|throwback to working on substantive edits last year about a month before the book went on submission|
I never intentionally set out to accomplish this, it just happened. Especially the more Ray DeLuca fought the girls for space on the page ( #characterproblems) . I love my first person, I do. But I also found I could widen the scope of the book with third person. Editor asked me to choose either first or third for the whole novel. As this wasn't one of the hills I was going to die on, I agreed. Also, I compromised and negotiated so that the three novellas accompanying my books will be told in Jem's sprightly first person narrative. I love her voice, I love crawling into her mind. I love the way she sees the world.
The others---- omniscient third.
Well. This means an entire rewrite of the entire novel, obviously, with a completely different slanted POV. I could have easily said "Sure! let's do them all in first person ....!" but I had already started writing snippets of the subsequential books and had cast my net wide. I knew I needed more than Jem quoting other people for pages as Watson does in the Holmes' canon. Face it: it gets super tedious and I would much rather see the action through Holmes and Watson's eyes and not, I dunno, Grimsby friggin' Roylott or that Mormon in Study in Scarlet.

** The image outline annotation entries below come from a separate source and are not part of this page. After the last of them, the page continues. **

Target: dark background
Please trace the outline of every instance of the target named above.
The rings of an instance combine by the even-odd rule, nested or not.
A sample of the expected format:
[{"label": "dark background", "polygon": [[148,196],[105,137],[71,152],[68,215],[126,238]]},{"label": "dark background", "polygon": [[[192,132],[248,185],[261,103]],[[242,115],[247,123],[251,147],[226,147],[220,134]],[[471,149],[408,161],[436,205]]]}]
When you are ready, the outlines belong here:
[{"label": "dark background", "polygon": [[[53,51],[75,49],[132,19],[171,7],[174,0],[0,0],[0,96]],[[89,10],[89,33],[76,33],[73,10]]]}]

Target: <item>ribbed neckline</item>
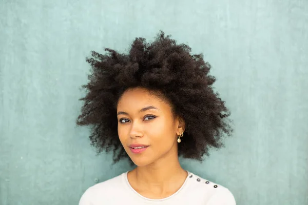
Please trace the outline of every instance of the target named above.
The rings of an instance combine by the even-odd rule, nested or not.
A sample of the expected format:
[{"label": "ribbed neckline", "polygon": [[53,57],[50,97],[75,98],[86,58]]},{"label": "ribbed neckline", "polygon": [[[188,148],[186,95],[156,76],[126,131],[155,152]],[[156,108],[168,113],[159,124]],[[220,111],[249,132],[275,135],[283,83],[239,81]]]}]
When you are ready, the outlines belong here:
[{"label": "ribbed neckline", "polygon": [[179,189],[179,190],[178,191],[177,191],[177,192],[176,192],[175,193],[174,193],[173,194],[172,194],[170,196],[169,196],[167,197],[165,197],[165,198],[163,198],[162,199],[150,199],[149,198],[147,198],[143,196],[142,196],[141,194],[139,194],[138,192],[137,192],[134,189],[133,189],[133,188],[130,186],[130,184],[129,183],[129,182],[128,181],[128,178],[127,177],[127,173],[128,173],[128,171],[127,171],[126,172],[125,172],[123,174],[123,176],[124,178],[124,180],[125,181],[125,182],[126,183],[126,185],[127,185],[127,186],[128,187],[128,188],[129,188],[129,189],[130,189],[134,194],[136,196],[144,199],[147,201],[165,201],[166,200],[168,200],[169,199],[170,199],[170,198],[172,197],[174,197],[176,195],[178,195],[180,192],[181,192],[181,191],[184,189],[184,188],[185,187],[185,185],[187,183],[187,182],[188,180],[188,178],[189,178],[189,175],[191,175],[192,174],[188,172],[187,170],[185,170],[187,172],[187,176],[186,177],[186,178],[185,179],[185,181],[184,181],[184,183],[183,183],[183,184],[182,185],[182,186],[181,187],[181,188],[180,189]]}]

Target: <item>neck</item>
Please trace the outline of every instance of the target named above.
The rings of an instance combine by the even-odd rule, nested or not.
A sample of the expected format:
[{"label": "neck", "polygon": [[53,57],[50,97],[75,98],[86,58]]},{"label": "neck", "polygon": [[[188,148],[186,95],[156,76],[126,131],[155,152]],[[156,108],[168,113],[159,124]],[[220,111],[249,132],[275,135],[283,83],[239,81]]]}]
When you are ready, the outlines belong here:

So, I sat and thought .........
|oh Thom Crom, I feel your pain!!! #unamused|
It is a gargantuan task. But it is a voice that feels natural to me as a writer especially as I am at the point where I know the characters, their mechanizations, their motivations and their ultimate ends so well.
I decided --- bereft of my lovely Jem's first person in Bachelor Girl's Guide ----to pretend that I was still hearing her. That she was the one who was recording. That the action was very much a result of her inference, influence and seen through her perspective. She is, for those of you familiar with Scandal in Bohemia--- my Boswell. And I am lost without her. You may not see that on page, but this trilogy favours Jem. It is still Jem's world and Jem's view of her friends and Jem's blend of idealism, romanticism and adventure that peppers the page.
I *Wolf Hall-ed it
I decided to go through and immediately cut out any unnecessary scenes. What would be the use of working them into a different voice and perspective if they were probably going to end up on the cutting room floor? snip snip.

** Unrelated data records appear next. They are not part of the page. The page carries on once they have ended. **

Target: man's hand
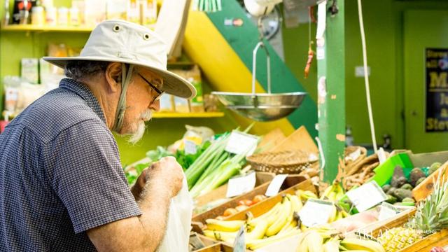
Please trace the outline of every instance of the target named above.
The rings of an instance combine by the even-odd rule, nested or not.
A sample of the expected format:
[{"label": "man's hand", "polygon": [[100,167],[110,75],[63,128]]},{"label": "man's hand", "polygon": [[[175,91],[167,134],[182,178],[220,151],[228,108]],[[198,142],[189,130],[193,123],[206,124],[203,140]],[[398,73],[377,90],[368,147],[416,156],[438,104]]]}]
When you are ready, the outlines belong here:
[{"label": "man's hand", "polygon": [[136,200],[140,200],[146,183],[151,179],[158,179],[167,185],[167,190],[171,197],[174,197],[182,188],[183,172],[182,167],[174,157],[162,158],[158,162],[153,162],[149,167],[143,170],[135,184],[131,188],[131,192]]},{"label": "man's hand", "polygon": [[164,234],[170,200],[182,188],[183,178],[182,167],[173,157],[163,158],[145,169],[131,189],[142,214],[88,230],[97,250],[155,251]]}]

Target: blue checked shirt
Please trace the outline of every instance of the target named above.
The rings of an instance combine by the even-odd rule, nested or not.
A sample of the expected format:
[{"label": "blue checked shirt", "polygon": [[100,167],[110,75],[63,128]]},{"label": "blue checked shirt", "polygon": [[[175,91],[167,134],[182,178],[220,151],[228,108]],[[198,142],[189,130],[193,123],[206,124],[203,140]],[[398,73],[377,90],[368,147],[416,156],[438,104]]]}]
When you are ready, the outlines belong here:
[{"label": "blue checked shirt", "polygon": [[86,230],[140,214],[83,84],[63,79],[0,134],[0,251],[94,251]]}]

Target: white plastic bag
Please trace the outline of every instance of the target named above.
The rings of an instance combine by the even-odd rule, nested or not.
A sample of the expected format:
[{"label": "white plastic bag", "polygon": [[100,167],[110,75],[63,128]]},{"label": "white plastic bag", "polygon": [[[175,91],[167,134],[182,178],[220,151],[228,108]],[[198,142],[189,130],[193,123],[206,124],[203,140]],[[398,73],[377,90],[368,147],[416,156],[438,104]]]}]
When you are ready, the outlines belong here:
[{"label": "white plastic bag", "polygon": [[188,251],[192,209],[192,201],[188,192],[187,180],[184,176],[182,189],[171,200],[167,232],[158,251]]}]

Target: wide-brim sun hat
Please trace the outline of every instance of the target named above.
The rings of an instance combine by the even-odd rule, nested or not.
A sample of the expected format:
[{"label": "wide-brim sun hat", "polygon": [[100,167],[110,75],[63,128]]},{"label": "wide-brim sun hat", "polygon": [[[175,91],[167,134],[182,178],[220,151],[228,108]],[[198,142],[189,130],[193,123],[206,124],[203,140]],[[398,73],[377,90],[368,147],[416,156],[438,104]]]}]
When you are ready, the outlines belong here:
[{"label": "wide-brim sun hat", "polygon": [[77,57],[44,57],[61,68],[74,60],[105,61],[146,68],[164,80],[162,90],[190,99],[196,89],[185,78],[167,70],[167,46],[155,32],[144,26],[118,20],[99,23]]}]

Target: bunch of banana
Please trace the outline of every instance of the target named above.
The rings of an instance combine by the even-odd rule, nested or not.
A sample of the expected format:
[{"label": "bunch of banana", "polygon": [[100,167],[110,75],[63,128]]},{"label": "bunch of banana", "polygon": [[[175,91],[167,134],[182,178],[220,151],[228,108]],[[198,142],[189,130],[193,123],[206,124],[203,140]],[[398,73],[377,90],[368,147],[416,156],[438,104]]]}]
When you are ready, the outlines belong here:
[{"label": "bunch of banana", "polygon": [[340,234],[328,225],[312,227],[302,232],[298,242],[297,252],[384,252],[377,241],[358,238],[341,239]]},{"label": "bunch of banana", "polygon": [[340,248],[346,251],[384,252],[379,243],[359,238],[345,238],[340,242]]},{"label": "bunch of banana", "polygon": [[328,200],[334,203],[333,209],[328,223],[332,223],[350,216],[350,214],[337,204],[337,202],[344,195],[344,188],[342,188],[341,184],[337,181],[335,181],[321,195],[321,200]]},{"label": "bunch of banana", "polygon": [[244,225],[246,231],[246,247],[261,248],[300,233],[295,216],[302,206],[297,195],[288,194],[283,197],[281,202],[257,218],[248,214],[246,220],[206,220],[206,229],[204,234],[232,244],[237,231]]}]

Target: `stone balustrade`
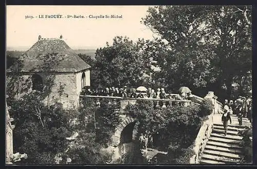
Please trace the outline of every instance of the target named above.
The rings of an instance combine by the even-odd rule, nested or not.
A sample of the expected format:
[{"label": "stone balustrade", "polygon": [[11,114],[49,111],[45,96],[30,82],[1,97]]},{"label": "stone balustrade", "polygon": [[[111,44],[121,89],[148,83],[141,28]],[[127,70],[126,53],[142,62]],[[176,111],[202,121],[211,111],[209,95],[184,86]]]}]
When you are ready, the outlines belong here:
[{"label": "stone balustrade", "polygon": [[[173,94],[176,95],[176,94]],[[106,99],[109,104],[117,104],[118,102],[120,102],[121,108],[124,109],[128,103],[135,104],[137,100],[148,100],[154,102],[156,107],[161,107],[166,108],[168,107],[172,106],[174,105],[179,104],[185,106],[188,106],[191,104],[199,104],[197,103],[192,102],[191,100],[172,100],[172,99],[159,99],[154,98],[122,98],[120,97],[112,97],[112,96],[90,96],[90,95],[81,95],[81,98],[95,98],[96,105],[100,106],[100,100]]]},{"label": "stone balustrade", "polygon": [[217,97],[214,95],[214,93],[209,91],[205,97],[206,99],[211,99],[213,105],[213,111],[211,115],[207,117],[207,119],[204,122],[200,128],[196,138],[194,142],[194,155],[190,158],[190,164],[198,164],[200,161],[199,157],[204,151],[207,141],[210,138],[213,128],[213,116],[218,114],[222,110],[222,104],[217,101]]}]

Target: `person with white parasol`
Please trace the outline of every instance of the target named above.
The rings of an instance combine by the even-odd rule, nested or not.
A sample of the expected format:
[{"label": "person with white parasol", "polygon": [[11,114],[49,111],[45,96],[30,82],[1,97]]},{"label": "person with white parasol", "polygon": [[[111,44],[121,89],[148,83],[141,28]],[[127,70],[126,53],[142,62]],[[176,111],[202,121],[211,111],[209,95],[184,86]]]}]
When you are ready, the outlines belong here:
[{"label": "person with white parasol", "polygon": [[137,98],[144,98],[146,97],[146,92],[148,89],[144,86],[139,86],[137,88],[137,91],[139,91],[139,94],[137,96]]}]

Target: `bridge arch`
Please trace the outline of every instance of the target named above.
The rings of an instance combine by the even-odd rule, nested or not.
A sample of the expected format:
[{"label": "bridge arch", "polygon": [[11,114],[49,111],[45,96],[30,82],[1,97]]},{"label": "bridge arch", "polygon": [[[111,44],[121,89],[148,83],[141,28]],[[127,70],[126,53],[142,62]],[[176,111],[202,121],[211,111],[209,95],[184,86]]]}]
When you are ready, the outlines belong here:
[{"label": "bridge arch", "polygon": [[114,136],[113,142],[115,145],[135,140],[138,133],[139,123],[137,119],[125,115],[121,117],[123,120],[116,127]]}]

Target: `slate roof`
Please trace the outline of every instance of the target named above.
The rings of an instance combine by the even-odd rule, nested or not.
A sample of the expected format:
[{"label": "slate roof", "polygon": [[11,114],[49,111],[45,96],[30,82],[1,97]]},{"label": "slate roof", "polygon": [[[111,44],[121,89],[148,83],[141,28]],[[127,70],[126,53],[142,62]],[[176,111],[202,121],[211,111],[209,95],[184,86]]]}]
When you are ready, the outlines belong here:
[{"label": "slate roof", "polygon": [[41,39],[21,56],[20,59],[23,61],[21,71],[44,71],[42,68],[44,65],[43,57],[45,57],[47,54],[53,53],[56,53],[56,58],[61,60],[58,61],[58,64],[52,66],[50,71],[77,72],[91,67],[62,39]]}]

Then, I made a list of my favourite scenes. The scenes that I wanted in the novel and counted them: how many switched from first to third mid sequence? How many fell naturally into Jem's over-arching narrative or action? I kept those.
Ephemera: My book is very much a cornucopia of snippets --- newspaper headlines and quotes from two fictional authorities--- MC Wheaton to represent Merinda and her talent for deduction, Dorothea Fairfax, to weigh in on how Jem is clashing with the ideal model of an Edwardian bachelor girl.

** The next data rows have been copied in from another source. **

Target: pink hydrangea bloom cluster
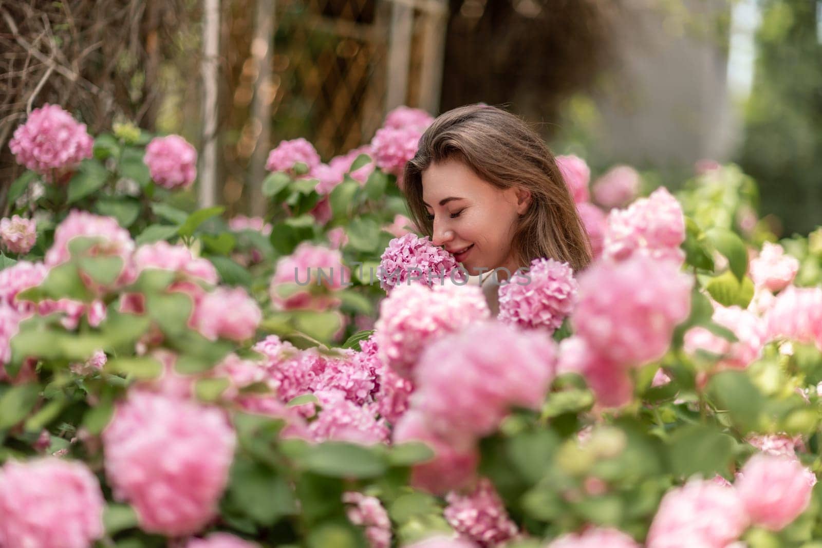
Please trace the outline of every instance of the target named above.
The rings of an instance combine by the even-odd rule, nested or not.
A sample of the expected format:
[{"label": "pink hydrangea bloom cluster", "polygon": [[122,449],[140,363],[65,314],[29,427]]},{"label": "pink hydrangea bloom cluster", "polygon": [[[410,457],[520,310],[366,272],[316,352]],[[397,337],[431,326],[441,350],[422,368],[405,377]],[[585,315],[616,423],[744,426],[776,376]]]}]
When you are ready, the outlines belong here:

How could I use these to cut and paste action, condense and realign?
Then, I let myself play. I picked a few scenes and just played. I played with voice and tone. I played with dialogue. I played with dialogue tags and how often I interfered with the flow of my characters' babbling. I played with inference. I played as if I was a master marionette puppeteer and I was wiggling the strings on my happy little people.
And then I drank a lot of wine. And I am drinking wine and revising to this day.
*Wolf Hall: novels by Hilary Mantel in which Thomas Cromwell is everything and everything is Thomas Cromwell and seen through Cromwell's intense gaze .
Holy moly, girl. I thought my developmental edits for Then There Was You were like trying to put Humpty Dumpty back together again but whew you got me beat hands down! I wouldn't even know where to start with omniscient third!!